Sports Night was created by the same man as The West Wing – Aaron Sorkin – and you could almost say that his show, The Newsroom, is the more modernized version of Sports Night, aside from the slight change of setting. For being set in the late 1990s, the fact that the show still has such a loyal fanbase after all this time shocks me. (Earlier this week when Robert Guillaume’s death was announced, the cast of Sports Night all referenced the loss of their tv boss, and many fans acknowledged the tweets with references to Guillaume’s character, Isaac Jaffe.)

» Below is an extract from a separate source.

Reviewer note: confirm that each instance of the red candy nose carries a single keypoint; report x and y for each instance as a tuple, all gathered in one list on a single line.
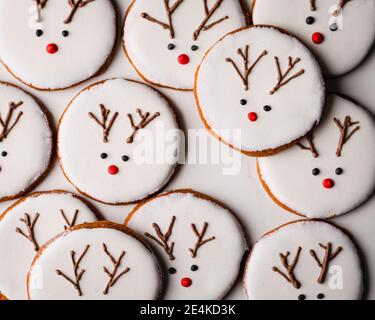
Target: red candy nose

But for me, it was Dana Whitacker’s (Huffman) slightly scatter-brained but deeply loyal, senior associate Natalie Hurley. From the first time we’re introduced to Natalie, she’s running in all sorts of directions, making sure that the show will run smoothly. You ask her to jump, and she’ll ask you how high – and even when there’s the fear she has been sexually assaulted by a well-known guest on their show that evening, she insists to stay for the broadcast because, as she puts it, she’s “got a show in 38 minutes. I’d like to be able to do my job.” When she fears for her job, she puts her dedication over the security of having a much better paying job because of her loyalty to her show. And at the end of each day, she puts her dedication to Sports Night over anything that stands in her way, even when it may affect the people around her.
It was in that realization that I realized I could be someone like Natalie, or even Dana, if I wanted to be. I could find a way to tell stories and edit video footage together, all while finding a way to earn money. While my own goals may not be exactly like Natalie’s, it’s enough that it has inspired me to follow my dreams and be happiest in a career that I know how much will continue to inspire me. And, not to mention that I already have goals on where I want to see myself by the time I graduate university in June of 2020.
— reena (@katherynmae) June 6, 2017
So thank you Sports Night, for proving to be the little show that could, and influencing my career choices.
Each time I fail, I get my people together and I say, ‘Where are we going?’ And it starts to get better. And that’s what you should do.